『嘘の浮気、真実の執着』 ――婚約破棄から始まる幼馴染たちの逆転愛

 オフィスを出る頃には、空はすっかり夜の色に染まっていた。
 ビルの前の街路樹が、冷たい風に細く揺れている。

 タクシーを呼ぶこともできた。
 けれど、今日は——歩きたかった。

(……ひとりで、考えたい)

 ヒールの音が、静かな歩道に規則正しく響く。

 

 黒瀬の言葉が、胸の奥でゆっくりと反芻されていく。

——“あなたを標的から外すために、沈黙を選びました”

——“傷つけないために、傷つけた”

 愚かで、不器用で、
 それでも——確かに自分のためだった選択。

 

(あのとき、知りたかった)

(でも、あのとき知っていたら——
 私は、あの人を選び直してしまったかもしれない)

 立ち止まった足元に、街灯の光が円を描く。

 それは、取り戻せない過去の境界線のようだった。

 

 信号が青に変わる。

 歩き出しながら、莉子は静かに息を吐く。

(怒りも、憎しみも——
 本当は、私を支えてくれていた)

 裏切られたと思わなければ、
 手放す決意なんて、きっと持てなかった。

(だから……あれは、必要だった痛み)

 胸の奥で、ゆっくりと言い聞かせる。

 

 橋の上に差しかかる。
 川面に街の灯りが淡く揺れ、夜風が頬を撫でていく。

 欄干に手を添え、立ち止まった。

 

「……ありがとう」

 声は、川の流れに溶けていく。

 届かなくてもいい。
 届く必要も、もうない。

 それでも——言葉にして外へ手放したかった。

 

 胸の奥に、ひとつの空白が残っている。
 けれど、それはもう“傷口”ではなく、

(——静かな跡)

 そう感じられた。

 

 スマートフォンが震える。
 画面には、城崎の名前。

《今日は無理をしないでください。
 帰り着いたら、ひとことだけでいいので知らせてください》

 強い言葉でも、踏み込んだ言葉でもない。
 ただ——存在だけを示す優しい文。

 

 莉子は、少しだけ迷ってから返信した。

《大丈夫です。
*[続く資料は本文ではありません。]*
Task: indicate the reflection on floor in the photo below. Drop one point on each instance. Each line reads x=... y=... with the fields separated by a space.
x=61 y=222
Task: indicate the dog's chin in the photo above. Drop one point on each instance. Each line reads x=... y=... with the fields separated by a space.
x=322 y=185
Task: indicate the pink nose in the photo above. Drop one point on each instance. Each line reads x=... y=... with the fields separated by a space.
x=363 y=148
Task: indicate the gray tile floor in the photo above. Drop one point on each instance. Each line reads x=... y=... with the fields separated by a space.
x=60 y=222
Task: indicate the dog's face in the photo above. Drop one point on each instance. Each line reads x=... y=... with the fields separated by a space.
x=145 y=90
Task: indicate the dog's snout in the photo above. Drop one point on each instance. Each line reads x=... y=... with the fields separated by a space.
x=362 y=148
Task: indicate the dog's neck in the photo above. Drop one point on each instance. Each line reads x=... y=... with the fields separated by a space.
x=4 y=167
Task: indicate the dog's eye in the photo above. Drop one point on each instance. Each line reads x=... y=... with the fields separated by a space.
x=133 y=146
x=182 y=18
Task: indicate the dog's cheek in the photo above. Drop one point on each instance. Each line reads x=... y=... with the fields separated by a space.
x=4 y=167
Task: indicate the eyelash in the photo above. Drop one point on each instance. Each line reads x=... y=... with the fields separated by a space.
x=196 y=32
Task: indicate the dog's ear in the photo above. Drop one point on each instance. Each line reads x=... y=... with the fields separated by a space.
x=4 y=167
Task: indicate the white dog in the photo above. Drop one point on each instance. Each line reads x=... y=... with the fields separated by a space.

少し歩いてから帰ります》

 送信を終え、胸の奥で小さく息をつく。

(私は、もうひとりで歩ける)

 でも——

(ひとりでしか歩けないわけじゃない)

 心のどこかで、静かにそう思う自分がいた。

 

 橋を渡り終え、夜道を再び歩き出す。

 街灯の下に伸びる自分の影が、
 どこか柔らかく見えた。

——過去はまだ、胸の奥に残っている。
それでも、足取りは、確かに前へ進んでいた。